He rode motorcycles and collected cars and crashed a few of both. Boats too. Guns went off in the house only twice: once in a bloodless shotgun-cleaning accident that left their canopy bed frame riddled with buckshot, and once because there was a squirrel. His many stories of hijinks and narrow escapes have horrified and entertained his family for years.

At work and at play, Paul was resourceful, independent, creative, and irreverent. He didn’t take himself too seriously and didn’t think much of people who did. He was generous with his time and gifts, which included non-linear thinking, amazing mechanical ingenuity, and similar ingenuity in putting together blistering strings of curse words. Friends and family knew him as a guy who could fix anything…though maybe not permanently.
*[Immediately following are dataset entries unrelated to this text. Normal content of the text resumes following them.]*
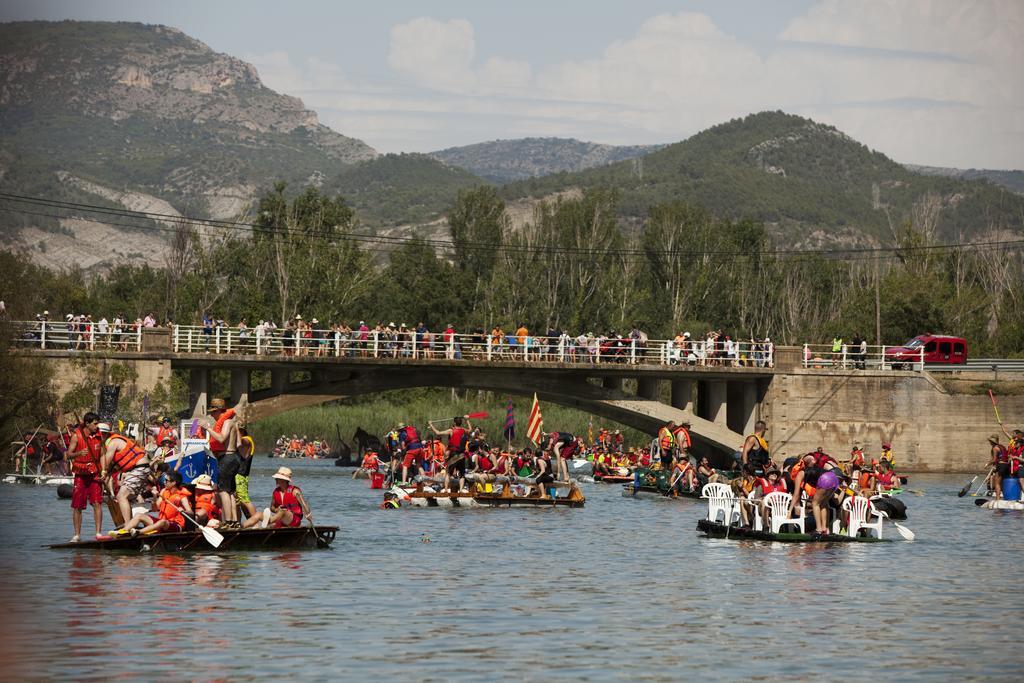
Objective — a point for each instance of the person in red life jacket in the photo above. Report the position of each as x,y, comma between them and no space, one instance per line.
222,427
682,442
683,472
458,439
165,433
562,445
207,502
127,459
84,454
410,444
173,500
288,507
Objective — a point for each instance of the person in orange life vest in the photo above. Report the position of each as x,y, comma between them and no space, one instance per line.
682,442
755,449
683,471
84,454
125,458
288,507
164,432
172,502
999,465
207,505
410,444
222,427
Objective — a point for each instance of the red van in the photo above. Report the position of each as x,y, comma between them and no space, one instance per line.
938,349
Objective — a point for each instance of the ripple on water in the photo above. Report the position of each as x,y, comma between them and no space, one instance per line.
622,589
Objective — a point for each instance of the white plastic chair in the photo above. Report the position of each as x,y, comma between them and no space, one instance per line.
777,504
720,501
860,510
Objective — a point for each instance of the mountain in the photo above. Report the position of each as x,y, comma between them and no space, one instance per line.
1012,180
809,182
505,161
145,117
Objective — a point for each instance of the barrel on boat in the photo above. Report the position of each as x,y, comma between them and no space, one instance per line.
1011,488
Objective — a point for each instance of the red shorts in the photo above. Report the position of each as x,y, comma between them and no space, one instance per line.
86,489
414,456
296,520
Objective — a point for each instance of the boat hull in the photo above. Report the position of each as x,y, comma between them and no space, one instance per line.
719,530
300,538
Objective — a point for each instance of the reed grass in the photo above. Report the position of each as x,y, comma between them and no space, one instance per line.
379,414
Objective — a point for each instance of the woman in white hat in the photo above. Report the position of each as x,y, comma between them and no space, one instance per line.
288,506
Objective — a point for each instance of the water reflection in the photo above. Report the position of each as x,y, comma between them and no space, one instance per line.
622,589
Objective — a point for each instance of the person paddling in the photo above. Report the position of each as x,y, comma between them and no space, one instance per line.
84,453
288,506
124,457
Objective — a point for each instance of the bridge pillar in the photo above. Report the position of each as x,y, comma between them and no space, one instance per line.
741,410
682,392
279,381
647,388
613,383
240,386
715,401
199,389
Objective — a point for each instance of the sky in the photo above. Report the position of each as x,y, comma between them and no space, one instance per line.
932,82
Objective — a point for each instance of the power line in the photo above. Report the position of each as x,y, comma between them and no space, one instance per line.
379,241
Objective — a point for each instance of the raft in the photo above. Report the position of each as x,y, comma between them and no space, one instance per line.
992,504
299,538
475,499
719,530
629,491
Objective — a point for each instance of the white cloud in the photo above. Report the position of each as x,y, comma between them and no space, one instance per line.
435,54
932,81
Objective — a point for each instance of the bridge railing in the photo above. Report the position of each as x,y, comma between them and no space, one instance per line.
194,339
224,340
848,356
77,336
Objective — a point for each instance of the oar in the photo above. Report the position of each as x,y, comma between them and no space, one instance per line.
963,492
211,535
904,531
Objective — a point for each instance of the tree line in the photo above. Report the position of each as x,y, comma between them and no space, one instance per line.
574,264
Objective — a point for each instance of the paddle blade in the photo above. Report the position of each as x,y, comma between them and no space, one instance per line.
212,537
904,531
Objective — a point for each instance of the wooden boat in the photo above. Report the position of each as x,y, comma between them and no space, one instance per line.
427,498
39,479
719,530
612,478
299,538
629,491
994,504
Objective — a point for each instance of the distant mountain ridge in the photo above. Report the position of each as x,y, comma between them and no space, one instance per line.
505,161
809,182
1012,180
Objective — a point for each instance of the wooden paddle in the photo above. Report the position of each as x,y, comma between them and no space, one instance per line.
211,535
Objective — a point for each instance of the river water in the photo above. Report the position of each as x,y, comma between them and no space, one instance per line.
622,589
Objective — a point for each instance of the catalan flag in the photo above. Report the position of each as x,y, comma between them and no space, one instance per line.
509,431
536,422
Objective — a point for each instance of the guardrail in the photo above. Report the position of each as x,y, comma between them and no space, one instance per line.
79,336
861,357
408,344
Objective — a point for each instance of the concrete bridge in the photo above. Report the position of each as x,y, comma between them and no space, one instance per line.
934,425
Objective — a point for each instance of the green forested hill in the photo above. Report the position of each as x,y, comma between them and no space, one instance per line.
797,175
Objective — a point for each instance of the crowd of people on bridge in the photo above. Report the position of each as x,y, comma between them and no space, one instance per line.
299,336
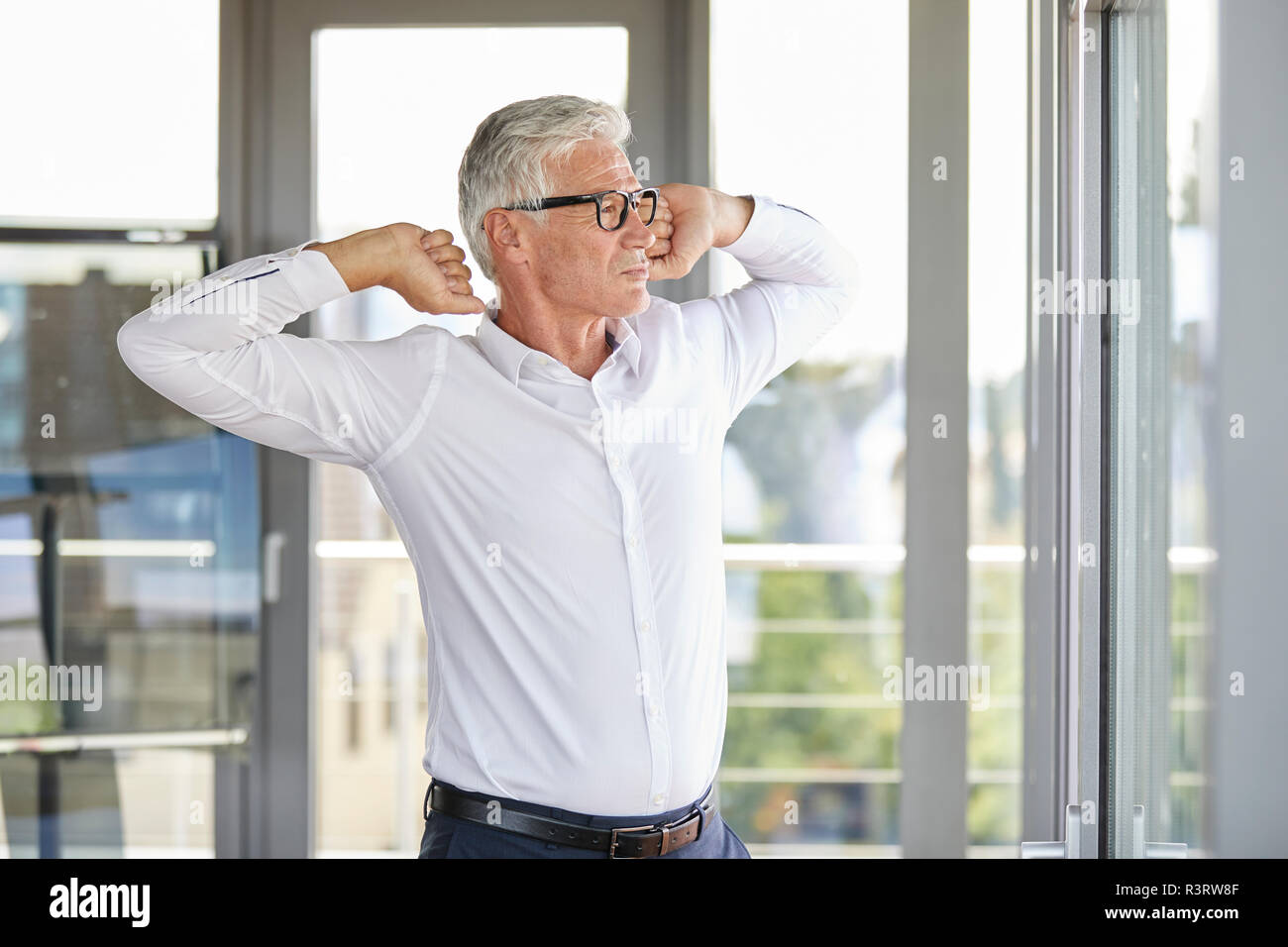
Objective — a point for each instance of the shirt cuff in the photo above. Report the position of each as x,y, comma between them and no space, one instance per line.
312,274
761,232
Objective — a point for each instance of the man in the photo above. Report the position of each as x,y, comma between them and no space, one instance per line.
555,476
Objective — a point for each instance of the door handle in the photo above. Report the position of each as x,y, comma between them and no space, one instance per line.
1068,848
1150,849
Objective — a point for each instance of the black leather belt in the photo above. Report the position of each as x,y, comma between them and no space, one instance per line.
619,841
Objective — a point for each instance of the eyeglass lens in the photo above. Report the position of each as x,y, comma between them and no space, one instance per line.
612,210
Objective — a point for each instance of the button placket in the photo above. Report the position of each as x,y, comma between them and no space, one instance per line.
647,644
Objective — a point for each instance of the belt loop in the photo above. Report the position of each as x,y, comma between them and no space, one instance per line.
702,813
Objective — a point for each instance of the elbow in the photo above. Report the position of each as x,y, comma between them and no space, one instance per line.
128,344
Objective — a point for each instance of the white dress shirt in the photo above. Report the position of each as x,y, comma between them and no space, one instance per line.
566,532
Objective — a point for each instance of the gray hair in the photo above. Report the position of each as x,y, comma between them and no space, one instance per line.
505,159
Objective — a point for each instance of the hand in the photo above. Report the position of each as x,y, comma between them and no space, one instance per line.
684,227
428,269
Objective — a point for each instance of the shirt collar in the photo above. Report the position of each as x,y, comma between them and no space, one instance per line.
506,354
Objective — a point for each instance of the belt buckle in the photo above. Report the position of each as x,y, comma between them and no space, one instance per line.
612,839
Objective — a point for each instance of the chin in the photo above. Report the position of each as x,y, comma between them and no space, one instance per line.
639,302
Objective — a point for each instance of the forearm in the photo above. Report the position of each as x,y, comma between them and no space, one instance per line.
364,260
786,245
237,304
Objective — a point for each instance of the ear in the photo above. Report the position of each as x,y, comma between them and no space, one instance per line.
503,236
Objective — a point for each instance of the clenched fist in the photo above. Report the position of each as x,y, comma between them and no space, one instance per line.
423,266
690,221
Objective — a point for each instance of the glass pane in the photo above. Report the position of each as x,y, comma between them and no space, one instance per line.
129,558
115,804
815,460
377,167
143,146
997,261
1162,253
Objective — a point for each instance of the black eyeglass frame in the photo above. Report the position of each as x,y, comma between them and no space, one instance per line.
632,201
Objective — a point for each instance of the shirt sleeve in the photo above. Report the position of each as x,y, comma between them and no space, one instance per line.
804,282
215,348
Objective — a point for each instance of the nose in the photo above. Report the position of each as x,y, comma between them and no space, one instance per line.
635,234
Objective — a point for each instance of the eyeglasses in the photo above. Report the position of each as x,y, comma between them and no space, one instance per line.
610,206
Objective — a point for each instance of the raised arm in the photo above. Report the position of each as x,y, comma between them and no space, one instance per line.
804,282
217,348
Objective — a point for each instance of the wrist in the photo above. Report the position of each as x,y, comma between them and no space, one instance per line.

He insisted on always having vice grips, duct tape, multiple knives, and rope with him, choices that did not sit well with the TSA when he traveled.

Paul was a frequent shopper at the scrapyard and was dejected when his favorite store, the town dump, became a transfer station. He was also madly, irrationally generous. If you mentioned a thing you liked, he'd get you eleven when he found them at a great price. (If anyone wants a flashlight, please contact the family.) Nothing made him happier than hearing someone say, “Oh, I really need X,” and then finding it for them. To feed that desire, he had to maintain a lot of…inventory. If you have some at your house, it’s yours now. If you don’t, and would like some, please let us know. We have everything in stock, much of it in multiples.

He claimed to be antisocial, but somehow Paul knew almost everyone in town, as well as their kids, spouses, exes, dads, moms, and dogs. At one point there was a lot of construction and an influx of new residents into town.  When the scanner went off at 3am, he rolled over, still asleep, and mumbled “I don’t have to go, I don’t know those people”. It seems this was a first. (He did eventually wake up and go on the call, though.)

Paul was a loyal friend who respected and valued people from all walks of life. The bottom line for him was whether he thought you treated people right. He loved his family fiercely and would talk your ear off about how proud he was of his daughter, and of his grandson, who he doted on and taught to play Texas Hold ’Em at a tender age.

Paul was a devoted husband for 55 years. He cared for his wife Susan through her serious illness, and when he couldn’t do it all, called in favors. People brought flowers and food and built a wheelchair ramp. When he started to need more help himself, friends and neighbors had his back, for which we are eternally grateful. Our family is also forever in debt to Charlene for all her help in recent years. We couldn’t have done it without you.

To leave online condolences, you can visit https://www.spencerfuneralhomeinc.com/obituary/Paul-Boulanger. No flowers, please. Seriously, what would have made him the happiest is for you to hang out with a friend and reminisce about his antics, or spend the day helping someone, or go buy something wildly impractical at the scrapyard.

No amount of time with Paul would have been enough for his family and friends, though he gave us enough flashlights, and memories, to last several lifetimes.